Yup, there it is.  The eGalax thing has to be the Monztor.  So how to disable that?  The xinput command can do all sorts of things, but it’s not very user friendly.  I made the following little command that’ll output device IDs based on regexp matches:

#!/bin/bash

match="$1"

if [ "$match" = "" ]; then
    echo "Usage: $0 "
    exit
fi

xinput --list | grep "$match" | sed 's/.*id=\([0-9]*\).*/\1/'

And then I can say things like

# Disable input from the Mimo monitor touch screen, because it's
# buggy and shivering.
for id in `xlist eGalax.*pointer`; do
    xinput set-int-prop $id "Device Enabled" 8 0
done

Presto! No shaking! But then I noticed that whenever I did something on the main screen, the events were also passed to the second X server running an mplayer showing random youtube clips.
And xinput doesn’t take a –display parameter. This is how I disable that:

# Disable all pointers and keyboards on the other screen
xterm -display :1 -e \
 'for id in `xlist .`; do xinput set-int-prop $id "Device Enabled" 8 0; done'

See? SIMPLE!!!

But now the little monitor is showing the temperature and a youtube clip vaguely of the same thing that my stereo is playing.  Back to normal.

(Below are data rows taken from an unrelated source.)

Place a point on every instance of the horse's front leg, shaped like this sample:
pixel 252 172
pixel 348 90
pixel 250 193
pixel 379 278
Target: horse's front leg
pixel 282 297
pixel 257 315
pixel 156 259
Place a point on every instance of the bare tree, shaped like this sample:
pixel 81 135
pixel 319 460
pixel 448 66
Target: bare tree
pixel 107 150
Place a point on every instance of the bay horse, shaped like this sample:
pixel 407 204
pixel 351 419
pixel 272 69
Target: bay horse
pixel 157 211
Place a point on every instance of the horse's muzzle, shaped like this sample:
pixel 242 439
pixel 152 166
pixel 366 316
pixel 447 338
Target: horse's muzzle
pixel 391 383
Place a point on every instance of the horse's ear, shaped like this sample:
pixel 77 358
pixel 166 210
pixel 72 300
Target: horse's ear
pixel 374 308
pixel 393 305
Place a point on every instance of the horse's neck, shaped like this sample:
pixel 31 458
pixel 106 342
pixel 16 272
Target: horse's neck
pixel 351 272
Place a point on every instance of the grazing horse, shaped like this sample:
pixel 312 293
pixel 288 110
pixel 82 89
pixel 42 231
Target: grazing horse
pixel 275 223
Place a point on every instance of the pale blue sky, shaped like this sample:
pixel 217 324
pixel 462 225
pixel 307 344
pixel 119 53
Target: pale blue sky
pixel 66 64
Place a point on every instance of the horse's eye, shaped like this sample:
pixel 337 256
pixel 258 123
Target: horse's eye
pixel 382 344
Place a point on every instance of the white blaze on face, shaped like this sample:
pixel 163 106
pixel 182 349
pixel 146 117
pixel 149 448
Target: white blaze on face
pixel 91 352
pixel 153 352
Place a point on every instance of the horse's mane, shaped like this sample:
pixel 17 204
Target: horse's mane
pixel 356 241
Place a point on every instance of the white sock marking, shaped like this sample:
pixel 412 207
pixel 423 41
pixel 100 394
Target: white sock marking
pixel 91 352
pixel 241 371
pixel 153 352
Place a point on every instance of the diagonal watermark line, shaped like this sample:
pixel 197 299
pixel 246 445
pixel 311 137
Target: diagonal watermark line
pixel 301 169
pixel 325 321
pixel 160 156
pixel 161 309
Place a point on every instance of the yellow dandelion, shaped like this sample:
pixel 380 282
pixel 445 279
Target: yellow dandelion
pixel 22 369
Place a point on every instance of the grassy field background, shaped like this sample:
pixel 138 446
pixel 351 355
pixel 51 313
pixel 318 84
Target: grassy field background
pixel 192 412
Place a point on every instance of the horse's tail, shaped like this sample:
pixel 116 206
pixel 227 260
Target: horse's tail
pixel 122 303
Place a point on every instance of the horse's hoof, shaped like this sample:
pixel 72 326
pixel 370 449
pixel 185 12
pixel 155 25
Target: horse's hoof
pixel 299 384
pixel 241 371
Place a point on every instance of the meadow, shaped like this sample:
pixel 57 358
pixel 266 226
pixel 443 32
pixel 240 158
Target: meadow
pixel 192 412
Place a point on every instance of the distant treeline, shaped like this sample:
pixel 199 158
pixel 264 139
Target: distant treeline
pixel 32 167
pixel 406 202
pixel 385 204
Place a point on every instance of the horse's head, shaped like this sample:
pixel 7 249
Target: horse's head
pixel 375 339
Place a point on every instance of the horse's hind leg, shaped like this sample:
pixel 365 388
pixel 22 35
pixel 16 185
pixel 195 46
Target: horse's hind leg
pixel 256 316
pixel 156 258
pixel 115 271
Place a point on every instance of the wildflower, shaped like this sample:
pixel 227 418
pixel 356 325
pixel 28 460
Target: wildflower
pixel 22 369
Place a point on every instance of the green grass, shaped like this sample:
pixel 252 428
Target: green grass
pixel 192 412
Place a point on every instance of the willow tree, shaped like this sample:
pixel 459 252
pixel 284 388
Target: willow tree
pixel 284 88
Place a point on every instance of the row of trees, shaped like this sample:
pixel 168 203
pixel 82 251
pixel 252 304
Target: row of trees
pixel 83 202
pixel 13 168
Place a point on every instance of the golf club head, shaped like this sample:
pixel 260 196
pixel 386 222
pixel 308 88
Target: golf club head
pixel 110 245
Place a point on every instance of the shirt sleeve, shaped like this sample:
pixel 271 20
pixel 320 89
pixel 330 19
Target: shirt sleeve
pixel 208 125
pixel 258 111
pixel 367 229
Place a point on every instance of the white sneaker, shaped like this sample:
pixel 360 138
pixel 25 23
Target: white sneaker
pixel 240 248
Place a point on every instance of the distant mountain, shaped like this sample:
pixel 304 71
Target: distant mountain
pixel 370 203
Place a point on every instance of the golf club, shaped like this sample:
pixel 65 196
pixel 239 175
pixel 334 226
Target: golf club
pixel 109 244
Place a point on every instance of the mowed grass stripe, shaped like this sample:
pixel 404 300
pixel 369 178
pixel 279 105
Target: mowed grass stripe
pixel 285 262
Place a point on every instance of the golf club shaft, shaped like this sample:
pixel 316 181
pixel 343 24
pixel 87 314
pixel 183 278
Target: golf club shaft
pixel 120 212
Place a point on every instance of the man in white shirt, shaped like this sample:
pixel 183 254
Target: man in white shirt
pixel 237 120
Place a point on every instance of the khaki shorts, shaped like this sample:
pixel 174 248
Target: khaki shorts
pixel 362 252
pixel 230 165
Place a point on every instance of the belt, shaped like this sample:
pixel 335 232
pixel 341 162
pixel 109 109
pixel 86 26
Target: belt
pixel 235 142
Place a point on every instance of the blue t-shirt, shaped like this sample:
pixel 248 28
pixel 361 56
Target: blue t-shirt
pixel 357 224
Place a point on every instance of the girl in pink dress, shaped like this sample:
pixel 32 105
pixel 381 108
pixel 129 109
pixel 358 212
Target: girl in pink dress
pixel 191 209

So does Linux suck?  Of course.  But I’m making it do some pretty weird stuff, and I’m kinda surprised this all works at all.  My guess is that on any other OS using this range of obscure hardware, this would have been just as awful.  Although perhaps I wouldn’t even have attempted it.

And I just had to rebuild the RAID two or three times during this process.  I mean, c’mon.